“IF only it was about bat and ball eh?!” That tweet from Yorkshire captain Andrew Gale yesterday summed up perfectly the current situation surrounding the sport.
For as you might have heard, a new cricket book has hit the shelves.
No, not 10 for 10: Hedley Verity and the Story of Cricket’s Greatest Bowling Feat, which tells the tale of a true sporting hero, but KP: The Autobiography, which tells the tale of Kevin Pietersen, the most divisive cricketer of modern times, a man who could start a fight in an empty pavilion.
Packed into 315 pages of explosive score-settling are Pietersen’s claims of bullying in the England dressing room, weak management, inept coaching and more failings than you could shake a stump at.
It is a book which its critics would say essentially condenses 100,000 words into the following statement: “I’m right, and everybody else is wrong.”
A few hours earlier, Gale – with pointed reference to the racism storm that has engulfed him lately – also tweeted: “If there’s one thing I’ve learnt over the last month it’s don’t believe everything you read.
“Brez doesn’t even know his own password!”
Brez is Tim Bresnan, Gale’s Yorkshire team-mate and brother-in-law, and Gale was responding to reports on Wednesday night that implicated Bresnan – along with Stuart Broad and Graeme Swann – in the parody Twitter account @KPGenius that poked fun at Pietersen a couple of years ago.
Alec Stewart, the former England batsman and current Surrey team director, has claimed that he was told by the account’s creator, Richard Bailey, a friend of Broad, that the three players had access to its password on their mobile phones, while Pietersen, in his book, cites this account as an example of the bullying that went on.
However, there is no suggestion that Bresnan, Broad and Swann did, in fact, contribute to the account, while the England and Wales Cricket Board yesterday said it conducted “a thorough and robust investigation” at the time and spoke to the three players concerned, and that they were satisfied they had nothing to do with it.

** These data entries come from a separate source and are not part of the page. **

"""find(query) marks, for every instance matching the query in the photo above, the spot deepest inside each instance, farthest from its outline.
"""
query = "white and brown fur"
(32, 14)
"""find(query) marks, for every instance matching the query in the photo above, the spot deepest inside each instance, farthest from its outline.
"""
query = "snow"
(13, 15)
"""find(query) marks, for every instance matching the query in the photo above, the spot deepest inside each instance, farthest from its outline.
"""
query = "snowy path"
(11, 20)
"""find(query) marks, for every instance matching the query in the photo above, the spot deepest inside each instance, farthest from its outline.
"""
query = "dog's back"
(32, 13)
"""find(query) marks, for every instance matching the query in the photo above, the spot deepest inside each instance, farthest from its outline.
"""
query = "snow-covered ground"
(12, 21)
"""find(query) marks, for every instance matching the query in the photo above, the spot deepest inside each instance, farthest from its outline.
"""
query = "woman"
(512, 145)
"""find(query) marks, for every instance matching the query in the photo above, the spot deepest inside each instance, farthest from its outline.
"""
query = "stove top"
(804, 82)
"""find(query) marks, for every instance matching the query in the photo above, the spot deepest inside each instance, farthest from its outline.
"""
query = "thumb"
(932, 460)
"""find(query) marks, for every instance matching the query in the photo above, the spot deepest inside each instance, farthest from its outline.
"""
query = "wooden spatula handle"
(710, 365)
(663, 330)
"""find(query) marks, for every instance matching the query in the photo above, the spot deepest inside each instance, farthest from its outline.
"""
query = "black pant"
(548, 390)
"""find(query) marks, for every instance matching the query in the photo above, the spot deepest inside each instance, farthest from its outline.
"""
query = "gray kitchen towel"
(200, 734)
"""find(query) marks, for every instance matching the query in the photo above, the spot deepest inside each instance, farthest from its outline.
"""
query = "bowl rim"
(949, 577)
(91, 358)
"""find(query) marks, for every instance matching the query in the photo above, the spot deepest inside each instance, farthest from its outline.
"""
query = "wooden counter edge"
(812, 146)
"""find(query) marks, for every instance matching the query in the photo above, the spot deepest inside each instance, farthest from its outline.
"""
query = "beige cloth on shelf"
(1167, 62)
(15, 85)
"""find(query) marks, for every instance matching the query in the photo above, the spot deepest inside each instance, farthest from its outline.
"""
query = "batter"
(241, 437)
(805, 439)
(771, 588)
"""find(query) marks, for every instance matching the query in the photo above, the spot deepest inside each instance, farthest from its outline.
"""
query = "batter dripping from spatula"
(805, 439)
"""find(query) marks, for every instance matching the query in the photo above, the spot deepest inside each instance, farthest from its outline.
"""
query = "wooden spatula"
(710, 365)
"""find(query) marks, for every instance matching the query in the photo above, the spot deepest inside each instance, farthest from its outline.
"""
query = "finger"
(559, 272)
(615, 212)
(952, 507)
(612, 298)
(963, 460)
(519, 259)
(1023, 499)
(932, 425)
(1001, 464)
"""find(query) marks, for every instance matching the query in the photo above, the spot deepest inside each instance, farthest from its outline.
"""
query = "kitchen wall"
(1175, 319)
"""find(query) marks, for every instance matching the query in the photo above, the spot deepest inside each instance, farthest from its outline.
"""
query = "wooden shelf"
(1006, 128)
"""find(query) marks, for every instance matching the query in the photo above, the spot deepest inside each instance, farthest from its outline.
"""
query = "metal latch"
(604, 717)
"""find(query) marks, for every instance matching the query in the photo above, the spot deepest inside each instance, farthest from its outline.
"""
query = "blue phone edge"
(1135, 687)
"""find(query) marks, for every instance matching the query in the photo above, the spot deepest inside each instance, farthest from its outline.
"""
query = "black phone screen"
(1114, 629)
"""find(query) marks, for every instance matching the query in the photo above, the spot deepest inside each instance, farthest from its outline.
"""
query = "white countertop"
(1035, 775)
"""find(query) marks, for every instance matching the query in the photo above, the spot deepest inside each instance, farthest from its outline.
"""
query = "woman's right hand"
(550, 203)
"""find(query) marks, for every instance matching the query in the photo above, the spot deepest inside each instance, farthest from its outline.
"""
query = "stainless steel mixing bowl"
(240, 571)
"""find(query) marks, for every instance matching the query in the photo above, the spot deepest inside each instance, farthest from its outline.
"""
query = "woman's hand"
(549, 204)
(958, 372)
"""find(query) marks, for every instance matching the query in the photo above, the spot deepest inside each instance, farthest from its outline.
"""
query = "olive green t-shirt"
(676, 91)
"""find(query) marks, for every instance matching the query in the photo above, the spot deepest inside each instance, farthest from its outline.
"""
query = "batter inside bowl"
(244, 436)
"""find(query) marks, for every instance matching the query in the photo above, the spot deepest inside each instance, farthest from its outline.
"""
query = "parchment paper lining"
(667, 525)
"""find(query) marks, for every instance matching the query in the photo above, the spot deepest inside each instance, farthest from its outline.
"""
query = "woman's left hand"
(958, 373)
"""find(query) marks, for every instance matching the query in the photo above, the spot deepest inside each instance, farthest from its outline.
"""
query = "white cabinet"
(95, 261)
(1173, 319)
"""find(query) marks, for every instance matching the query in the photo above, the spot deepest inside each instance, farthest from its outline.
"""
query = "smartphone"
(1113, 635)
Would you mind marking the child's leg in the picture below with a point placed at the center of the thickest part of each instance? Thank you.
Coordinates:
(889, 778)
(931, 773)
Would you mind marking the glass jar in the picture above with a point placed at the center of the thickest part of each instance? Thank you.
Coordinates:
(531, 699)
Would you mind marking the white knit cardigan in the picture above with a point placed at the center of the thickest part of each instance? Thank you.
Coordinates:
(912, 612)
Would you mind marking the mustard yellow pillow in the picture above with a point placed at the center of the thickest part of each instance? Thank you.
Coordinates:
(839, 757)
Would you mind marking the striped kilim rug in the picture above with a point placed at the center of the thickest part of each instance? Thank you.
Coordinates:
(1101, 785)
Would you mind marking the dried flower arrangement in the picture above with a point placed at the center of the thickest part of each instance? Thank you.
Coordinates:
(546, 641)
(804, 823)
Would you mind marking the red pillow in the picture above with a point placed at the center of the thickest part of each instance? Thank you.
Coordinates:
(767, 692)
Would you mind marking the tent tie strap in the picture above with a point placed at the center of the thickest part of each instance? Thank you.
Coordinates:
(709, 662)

Bresnan took to his own Twitter page yesterday to proclaim: “Disappointed to be implicated in the #kpgenius account. I 100 per cent did NOT have any password. And I wasn’t involved in any posting.”
Thus the fall-out from Pietersen’s autobiography continues apace...
I haven’t yet read the book myself and have no plans to do so unless somebody sends it to me for Christmas, like an unwanted pair of socks, but I feel as though I know every barbed word, every piercing observation, such has been the firestorm of publicity that preceded its publication yesterday.
However, I suspect I am rather like most people in that I am already bored to the back teeth of revelations which, regardless of whether or not they are true, are detracting from the real business, the great game of cricket, and which are not really revelations at all when you think about it.
For is it any real surprise that the likes of Matt Prior and James Anderson might not be the nicest chaps in the world, or that Andy Flower is a “mood hoover” who could “walk into a room and suck all the joy out of it in five seconds”, or that Pietersen himself – a bona fide cricketing genius as opposed to a parody Twitter genius – is deeply flawed?
The only surprise, I would suggest, is that anyone is surprised, for does it not all rather sum up professional sport in the 21st century – an often joyless, win-at-all-costs environment in which great significance is attached to matters of great insignificance?
At some point in the not-too-distant future, English cricket will have to move on.
It will have to do so without Pietersen, who will only play for England again if he sells enough copies of his book to perform a financial takeover of the ECB.
Alastair Cook – no doubt choking on his cornflakes as he read the allegations this week – must rally his troops for the challenge of a seven-match one-day series in Sri Lanka, a tri-series in Australia and then the World Cup before England return to Test duty next spring.
It will not be easy as England prepare for the ultimate challenge: that of trying to win back the Ashes next summer, and it is fair to say the Australians will be chuckling from Alice Springs to Adelaide and all points between at the current chaos encircling their enemies.
Of course, lessons must be learned from the Pietersen saga – not least how to better manage maverick players like him: something that Michael Vaughan, for example, never found difficult.
But there is no point raking over all this for months on end, or allowing it to detract from the business of winning the Ashes.
There has been fault on all sides – Pietersen, his England team-mates, the England coaching/backroom staff, the ECB, you name it. No one comes out of it smiling – save, perhaps, from Pietersen’s publisher and bank manager, who must be turning cartwheels of joy.
Pietersen, of course, is a magnificent cricketer.
To watch him bat is to remember why you fell in love with the game in the first place.
Sadly, cricket is only part of the KP story.
England must now put cricket first – and attempt to put this chapter behind them.